As Hurricane Larry progresses, the National Hurricane Center stated “significant swells” should reach the East Coast by midweek. Increased swells may affect shorelines later into the week.
Hurricane Larry to Bring Potentially Fatal Rip Currents
Rain and flooding caused major problems in areas along the Gulf Coast, as well as the Northeast Coast following Hurricane Ida. However, it’s not the only potential threat accompanying Hurricane Larry. According to the news outlet, the swells may cause life-threatening surf and rip current conditions. Lifeguards and local officials are already urging beachgoers and visitors to be wary, and to follow local guidelines.

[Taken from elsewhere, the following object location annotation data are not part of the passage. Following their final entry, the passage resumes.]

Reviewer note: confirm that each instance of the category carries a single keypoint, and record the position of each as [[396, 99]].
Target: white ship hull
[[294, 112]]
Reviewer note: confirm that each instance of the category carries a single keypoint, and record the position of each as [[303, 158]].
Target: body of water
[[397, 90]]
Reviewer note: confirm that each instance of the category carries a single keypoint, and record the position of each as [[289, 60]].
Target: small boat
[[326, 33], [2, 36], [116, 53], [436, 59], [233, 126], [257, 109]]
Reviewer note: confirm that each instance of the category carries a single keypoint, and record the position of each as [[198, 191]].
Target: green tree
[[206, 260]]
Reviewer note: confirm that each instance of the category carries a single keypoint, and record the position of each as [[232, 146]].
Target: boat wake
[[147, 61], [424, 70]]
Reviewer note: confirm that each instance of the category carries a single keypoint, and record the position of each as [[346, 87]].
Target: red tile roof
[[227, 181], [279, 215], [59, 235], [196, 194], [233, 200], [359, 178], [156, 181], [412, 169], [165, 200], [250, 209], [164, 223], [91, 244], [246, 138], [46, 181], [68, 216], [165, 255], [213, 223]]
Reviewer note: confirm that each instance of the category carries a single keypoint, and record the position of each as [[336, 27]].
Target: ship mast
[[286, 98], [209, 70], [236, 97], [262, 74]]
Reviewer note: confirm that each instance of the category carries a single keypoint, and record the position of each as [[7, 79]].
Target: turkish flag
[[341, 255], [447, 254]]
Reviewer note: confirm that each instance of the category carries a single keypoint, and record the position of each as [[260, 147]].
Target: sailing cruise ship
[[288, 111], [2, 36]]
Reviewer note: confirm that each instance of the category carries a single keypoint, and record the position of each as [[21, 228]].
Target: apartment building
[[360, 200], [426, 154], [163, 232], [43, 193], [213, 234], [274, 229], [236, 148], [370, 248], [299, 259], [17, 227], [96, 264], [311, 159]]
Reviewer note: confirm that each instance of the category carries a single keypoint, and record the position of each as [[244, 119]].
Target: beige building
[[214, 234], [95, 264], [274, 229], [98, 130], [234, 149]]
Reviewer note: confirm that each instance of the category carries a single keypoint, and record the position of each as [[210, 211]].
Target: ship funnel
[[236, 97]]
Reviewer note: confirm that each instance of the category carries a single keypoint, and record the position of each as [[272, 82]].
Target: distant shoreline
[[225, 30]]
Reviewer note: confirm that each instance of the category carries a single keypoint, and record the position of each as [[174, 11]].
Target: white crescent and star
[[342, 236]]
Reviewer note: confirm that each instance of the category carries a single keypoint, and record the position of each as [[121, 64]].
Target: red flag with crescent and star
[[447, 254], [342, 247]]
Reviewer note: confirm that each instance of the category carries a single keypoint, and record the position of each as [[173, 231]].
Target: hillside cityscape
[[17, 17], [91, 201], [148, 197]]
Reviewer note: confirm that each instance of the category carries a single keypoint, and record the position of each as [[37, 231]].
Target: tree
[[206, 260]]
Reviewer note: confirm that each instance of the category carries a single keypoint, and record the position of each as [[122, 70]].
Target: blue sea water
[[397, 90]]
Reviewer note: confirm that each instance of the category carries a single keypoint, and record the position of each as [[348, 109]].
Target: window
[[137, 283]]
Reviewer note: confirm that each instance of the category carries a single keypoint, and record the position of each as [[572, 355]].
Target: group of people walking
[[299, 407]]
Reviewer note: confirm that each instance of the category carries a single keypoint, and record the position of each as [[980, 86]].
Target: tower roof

New Jersey suffered major damage and multiple fatalities alike post-Ida. And now, it is especially at risk, with heavy rainfall again predicted for Wednesday afternoon. Further, NJ.com reported the Jersey Shore will see a moderate risk of rip currents Tuesday. That may be followed by a high risk on Wednesday.
Additionally, should coastal areas see enough rainfall, flash flooding is again likely due to saturated soil conditions.
As if flooding and rip currents weren’t enough, the National Weather Service further warned coastal areas of a conditional threat for “severe thunderstorms.”
The threat consists of “localized damaging winds and isolated tornadoes,” which New Jersey just recently saw amid Hurricane Ida.
As far as tornado threats go, the National Weather Service predicted the most at-risk areas currently lie north of Philadelphia.